Wolf Hall by Hilary Mantel

I read this book a few years ago shortly after it won the Booker Prize.  I'm taking a short break from reading them, because most of the ones I've picked up lately, while good stories, seem to have some form of child abuse or neglect as the main story-line.  As I have a young child and there is another on the way,  I doing some "lighter" reading at the moment. This may be of interest to some.  An article about how to spot bad books: http://www.timeshighereducation.co.uk/story.asp?storycode=418955

That being said, Wolf Hall does open with the main character, a 15-year-old boy, who will grow up to be Thomas Cromwell, being beaten to a pulp, before he runs away.  However, at least this character is somewhat in charge if his own destiny, unlike some of the past titles I've read recently, where once a mistake or tragedy happens the main character is forever affected by it.  We as readers, or at least I personally, don't completely like Cromwell, but I do feel like we have a  good understanding of what makes him tick and why he does what he does in his rise to power as one of Henry VIII's most trusted advisers.

Interestingly enough, in the article that I refer to above, one of the contributors mentions Wolf Hall as a very bad book.   Says Susan Bassnett, from the University of Warwick,
"High on my list of Really Bad Books are two best-sellers: Dan Brown's The Da Vinci Code and Hilary Mantel's Wolf Hall, both of which I rate as dreadfully badly written. Brown wrote to a computer game formula: solve one level and move on to the next, whereas Mantel just wrote and wrote and wrote. I have yet to meet anyone outside the Booker panel who managed to get to the end of this tedious tome. God forbid there might be a sequel, which I fear is on the horizon."
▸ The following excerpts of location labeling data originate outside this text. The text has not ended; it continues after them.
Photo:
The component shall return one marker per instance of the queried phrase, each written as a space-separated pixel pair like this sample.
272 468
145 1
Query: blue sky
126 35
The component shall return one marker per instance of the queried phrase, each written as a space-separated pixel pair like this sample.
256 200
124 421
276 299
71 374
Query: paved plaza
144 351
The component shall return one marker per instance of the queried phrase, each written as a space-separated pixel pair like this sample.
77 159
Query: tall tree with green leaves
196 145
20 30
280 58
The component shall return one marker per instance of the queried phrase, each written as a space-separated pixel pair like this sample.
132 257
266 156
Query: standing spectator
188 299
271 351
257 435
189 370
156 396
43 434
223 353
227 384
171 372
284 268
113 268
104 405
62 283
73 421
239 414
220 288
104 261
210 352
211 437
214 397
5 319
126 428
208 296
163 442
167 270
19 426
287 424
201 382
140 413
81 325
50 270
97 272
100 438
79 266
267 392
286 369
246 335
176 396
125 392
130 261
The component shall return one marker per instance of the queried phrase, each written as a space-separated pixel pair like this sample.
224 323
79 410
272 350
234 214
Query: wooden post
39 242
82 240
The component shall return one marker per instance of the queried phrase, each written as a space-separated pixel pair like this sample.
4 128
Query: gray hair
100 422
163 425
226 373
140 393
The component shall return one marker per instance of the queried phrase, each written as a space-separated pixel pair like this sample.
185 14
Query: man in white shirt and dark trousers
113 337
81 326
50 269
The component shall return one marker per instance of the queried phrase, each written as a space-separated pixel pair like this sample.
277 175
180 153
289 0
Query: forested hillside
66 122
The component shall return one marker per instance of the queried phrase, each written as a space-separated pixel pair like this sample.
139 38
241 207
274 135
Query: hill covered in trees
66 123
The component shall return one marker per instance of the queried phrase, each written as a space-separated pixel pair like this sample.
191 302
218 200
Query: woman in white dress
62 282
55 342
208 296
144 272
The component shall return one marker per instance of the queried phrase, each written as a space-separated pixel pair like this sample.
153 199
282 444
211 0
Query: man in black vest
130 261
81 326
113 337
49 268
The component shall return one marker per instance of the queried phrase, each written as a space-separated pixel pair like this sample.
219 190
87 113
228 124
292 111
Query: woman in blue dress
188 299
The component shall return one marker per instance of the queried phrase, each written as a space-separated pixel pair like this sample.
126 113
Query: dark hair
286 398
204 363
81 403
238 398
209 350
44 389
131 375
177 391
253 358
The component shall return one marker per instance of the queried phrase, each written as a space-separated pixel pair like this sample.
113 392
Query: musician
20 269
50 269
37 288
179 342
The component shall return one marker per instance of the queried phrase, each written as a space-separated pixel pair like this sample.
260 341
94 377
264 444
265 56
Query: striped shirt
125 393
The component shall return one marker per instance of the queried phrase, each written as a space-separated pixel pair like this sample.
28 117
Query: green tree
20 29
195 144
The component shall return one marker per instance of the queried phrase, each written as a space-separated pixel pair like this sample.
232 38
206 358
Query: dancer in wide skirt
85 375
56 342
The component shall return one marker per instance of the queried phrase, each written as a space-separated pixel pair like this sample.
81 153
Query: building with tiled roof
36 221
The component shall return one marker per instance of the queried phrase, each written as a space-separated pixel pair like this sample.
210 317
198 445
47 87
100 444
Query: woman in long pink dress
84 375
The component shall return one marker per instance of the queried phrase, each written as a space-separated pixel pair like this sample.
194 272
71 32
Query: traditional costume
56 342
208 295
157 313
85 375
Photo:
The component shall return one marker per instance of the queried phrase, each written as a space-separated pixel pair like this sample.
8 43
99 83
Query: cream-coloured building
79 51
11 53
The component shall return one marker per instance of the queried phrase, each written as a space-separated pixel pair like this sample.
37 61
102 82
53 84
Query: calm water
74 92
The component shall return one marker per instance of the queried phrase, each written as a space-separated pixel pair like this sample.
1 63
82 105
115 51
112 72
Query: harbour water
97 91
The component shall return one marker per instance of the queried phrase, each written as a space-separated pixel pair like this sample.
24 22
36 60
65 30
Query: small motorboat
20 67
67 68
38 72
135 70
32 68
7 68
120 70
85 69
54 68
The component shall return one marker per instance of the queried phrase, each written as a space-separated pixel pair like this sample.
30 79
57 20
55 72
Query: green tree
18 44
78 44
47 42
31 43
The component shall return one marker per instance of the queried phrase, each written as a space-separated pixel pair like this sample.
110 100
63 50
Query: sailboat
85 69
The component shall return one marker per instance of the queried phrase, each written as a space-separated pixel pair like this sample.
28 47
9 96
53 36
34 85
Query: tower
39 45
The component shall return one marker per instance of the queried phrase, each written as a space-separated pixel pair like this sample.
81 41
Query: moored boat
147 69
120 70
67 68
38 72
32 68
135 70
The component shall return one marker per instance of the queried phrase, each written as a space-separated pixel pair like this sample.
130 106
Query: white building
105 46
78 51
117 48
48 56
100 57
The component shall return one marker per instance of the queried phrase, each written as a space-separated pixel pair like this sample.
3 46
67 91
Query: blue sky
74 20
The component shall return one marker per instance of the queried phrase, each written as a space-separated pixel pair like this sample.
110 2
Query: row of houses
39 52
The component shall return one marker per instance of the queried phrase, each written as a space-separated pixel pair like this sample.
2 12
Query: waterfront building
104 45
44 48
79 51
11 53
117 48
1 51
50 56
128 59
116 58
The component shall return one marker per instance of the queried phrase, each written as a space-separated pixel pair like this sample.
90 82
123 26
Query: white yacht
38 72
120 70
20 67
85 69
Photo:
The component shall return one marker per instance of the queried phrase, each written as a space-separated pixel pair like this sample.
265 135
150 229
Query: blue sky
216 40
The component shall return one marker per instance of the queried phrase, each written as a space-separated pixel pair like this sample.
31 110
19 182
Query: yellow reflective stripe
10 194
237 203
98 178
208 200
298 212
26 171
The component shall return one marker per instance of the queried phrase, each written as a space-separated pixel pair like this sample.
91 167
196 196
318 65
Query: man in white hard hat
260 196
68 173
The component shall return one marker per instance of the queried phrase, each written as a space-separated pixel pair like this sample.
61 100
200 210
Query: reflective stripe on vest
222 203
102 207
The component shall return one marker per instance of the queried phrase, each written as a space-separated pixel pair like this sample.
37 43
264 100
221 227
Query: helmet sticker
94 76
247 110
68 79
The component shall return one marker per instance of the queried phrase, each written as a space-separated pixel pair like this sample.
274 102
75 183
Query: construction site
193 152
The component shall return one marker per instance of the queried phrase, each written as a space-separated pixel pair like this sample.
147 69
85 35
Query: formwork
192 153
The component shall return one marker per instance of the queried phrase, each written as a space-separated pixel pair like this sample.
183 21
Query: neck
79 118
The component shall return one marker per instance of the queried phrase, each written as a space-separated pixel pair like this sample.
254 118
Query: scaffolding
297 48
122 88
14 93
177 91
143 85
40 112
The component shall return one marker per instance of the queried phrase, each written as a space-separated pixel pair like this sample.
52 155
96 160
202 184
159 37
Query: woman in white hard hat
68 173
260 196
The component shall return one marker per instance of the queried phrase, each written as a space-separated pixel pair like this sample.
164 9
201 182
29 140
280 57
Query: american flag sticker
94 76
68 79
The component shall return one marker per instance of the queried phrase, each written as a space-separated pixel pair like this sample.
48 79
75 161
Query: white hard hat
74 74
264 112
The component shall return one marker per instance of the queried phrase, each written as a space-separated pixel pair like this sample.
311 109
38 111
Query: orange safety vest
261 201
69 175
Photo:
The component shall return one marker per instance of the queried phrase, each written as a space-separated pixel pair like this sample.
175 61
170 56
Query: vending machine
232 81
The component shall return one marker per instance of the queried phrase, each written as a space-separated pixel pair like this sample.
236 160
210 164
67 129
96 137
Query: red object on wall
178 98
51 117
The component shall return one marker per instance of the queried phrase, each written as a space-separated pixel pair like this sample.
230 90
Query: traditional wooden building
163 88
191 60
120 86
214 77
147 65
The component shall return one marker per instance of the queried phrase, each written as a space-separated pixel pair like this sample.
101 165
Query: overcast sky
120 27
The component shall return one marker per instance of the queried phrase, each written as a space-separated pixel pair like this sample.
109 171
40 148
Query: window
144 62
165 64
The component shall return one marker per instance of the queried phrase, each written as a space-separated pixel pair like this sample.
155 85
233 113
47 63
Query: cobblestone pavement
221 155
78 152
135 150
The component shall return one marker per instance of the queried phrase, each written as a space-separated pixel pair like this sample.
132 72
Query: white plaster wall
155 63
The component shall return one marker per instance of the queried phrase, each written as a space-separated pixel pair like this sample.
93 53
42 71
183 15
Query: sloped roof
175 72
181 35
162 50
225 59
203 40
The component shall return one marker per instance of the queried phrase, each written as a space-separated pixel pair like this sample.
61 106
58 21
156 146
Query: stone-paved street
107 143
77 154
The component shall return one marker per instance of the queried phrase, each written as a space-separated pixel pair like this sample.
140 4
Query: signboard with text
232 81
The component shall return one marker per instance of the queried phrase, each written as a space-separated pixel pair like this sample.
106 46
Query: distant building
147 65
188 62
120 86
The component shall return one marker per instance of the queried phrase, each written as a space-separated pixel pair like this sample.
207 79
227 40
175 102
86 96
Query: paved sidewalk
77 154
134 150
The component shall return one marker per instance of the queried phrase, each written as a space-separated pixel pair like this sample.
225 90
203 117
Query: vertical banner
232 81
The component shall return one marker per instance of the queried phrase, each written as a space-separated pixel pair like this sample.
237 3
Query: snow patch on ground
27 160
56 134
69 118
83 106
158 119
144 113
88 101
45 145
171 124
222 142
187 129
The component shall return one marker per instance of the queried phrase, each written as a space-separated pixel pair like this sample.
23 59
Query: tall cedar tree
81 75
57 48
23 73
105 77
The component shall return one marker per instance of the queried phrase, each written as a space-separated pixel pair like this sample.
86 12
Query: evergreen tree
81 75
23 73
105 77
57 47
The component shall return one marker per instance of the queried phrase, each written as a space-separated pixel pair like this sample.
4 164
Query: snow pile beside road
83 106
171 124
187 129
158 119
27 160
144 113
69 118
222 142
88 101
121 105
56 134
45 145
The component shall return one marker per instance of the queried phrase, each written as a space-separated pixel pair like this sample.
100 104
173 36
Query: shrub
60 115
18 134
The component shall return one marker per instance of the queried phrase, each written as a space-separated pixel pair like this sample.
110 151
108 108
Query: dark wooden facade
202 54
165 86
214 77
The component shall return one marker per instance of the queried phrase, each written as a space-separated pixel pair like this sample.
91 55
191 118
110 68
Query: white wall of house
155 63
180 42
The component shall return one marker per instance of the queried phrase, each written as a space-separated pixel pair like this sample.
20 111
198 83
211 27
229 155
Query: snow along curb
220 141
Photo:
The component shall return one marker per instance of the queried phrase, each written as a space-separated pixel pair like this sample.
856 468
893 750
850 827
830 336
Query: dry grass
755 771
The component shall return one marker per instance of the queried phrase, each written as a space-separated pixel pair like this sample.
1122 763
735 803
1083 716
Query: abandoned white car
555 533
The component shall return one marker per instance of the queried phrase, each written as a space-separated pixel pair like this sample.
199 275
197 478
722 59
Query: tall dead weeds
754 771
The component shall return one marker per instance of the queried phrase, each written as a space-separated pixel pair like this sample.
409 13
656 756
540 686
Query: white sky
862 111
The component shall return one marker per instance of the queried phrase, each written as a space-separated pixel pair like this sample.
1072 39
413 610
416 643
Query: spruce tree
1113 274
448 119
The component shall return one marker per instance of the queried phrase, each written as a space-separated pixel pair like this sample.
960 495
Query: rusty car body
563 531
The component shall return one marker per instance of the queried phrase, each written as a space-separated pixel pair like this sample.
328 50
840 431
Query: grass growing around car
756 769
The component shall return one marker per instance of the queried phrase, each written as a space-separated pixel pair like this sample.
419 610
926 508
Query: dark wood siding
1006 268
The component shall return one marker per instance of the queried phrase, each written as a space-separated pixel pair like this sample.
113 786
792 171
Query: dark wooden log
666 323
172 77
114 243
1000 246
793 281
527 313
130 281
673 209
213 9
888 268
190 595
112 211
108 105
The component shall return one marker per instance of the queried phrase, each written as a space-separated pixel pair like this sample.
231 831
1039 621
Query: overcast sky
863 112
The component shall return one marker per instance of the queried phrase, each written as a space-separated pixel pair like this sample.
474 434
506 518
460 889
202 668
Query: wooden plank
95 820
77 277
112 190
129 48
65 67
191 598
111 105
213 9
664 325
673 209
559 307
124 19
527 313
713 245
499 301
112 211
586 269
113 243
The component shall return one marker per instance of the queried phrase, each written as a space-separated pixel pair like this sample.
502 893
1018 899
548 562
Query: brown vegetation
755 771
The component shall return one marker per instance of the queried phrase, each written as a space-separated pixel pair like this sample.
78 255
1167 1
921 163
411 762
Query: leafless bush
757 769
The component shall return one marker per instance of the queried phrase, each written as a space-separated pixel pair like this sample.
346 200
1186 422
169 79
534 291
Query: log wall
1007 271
I think Bassnet is being overly harsh... I don't think Wolf Hall was that bad.  It was a bit long, and it is not the Tudors (TV series of recent years) by any means... some people may like that about the book.  However, I thought it was worth reading.  Interestingly enough that same year I did read Hilary Mantel's much shorter An Experiment in Love.  As I now live in the north of England where many of the flashback scene's take place, I did find it very evocative of a certain time and place, though for the life of me I still didn't understand the meaning of the title.  An Experiment in Love centers on the first year of two female students in 1970 (the first in their respective families to undertake university degrees).  As in Wolf Hall, I think Mantel is very good a creating scenes and interactions between her characters, but again, I didn't completely like them as people, although I felt like I had a good understanding of what was going in their heads.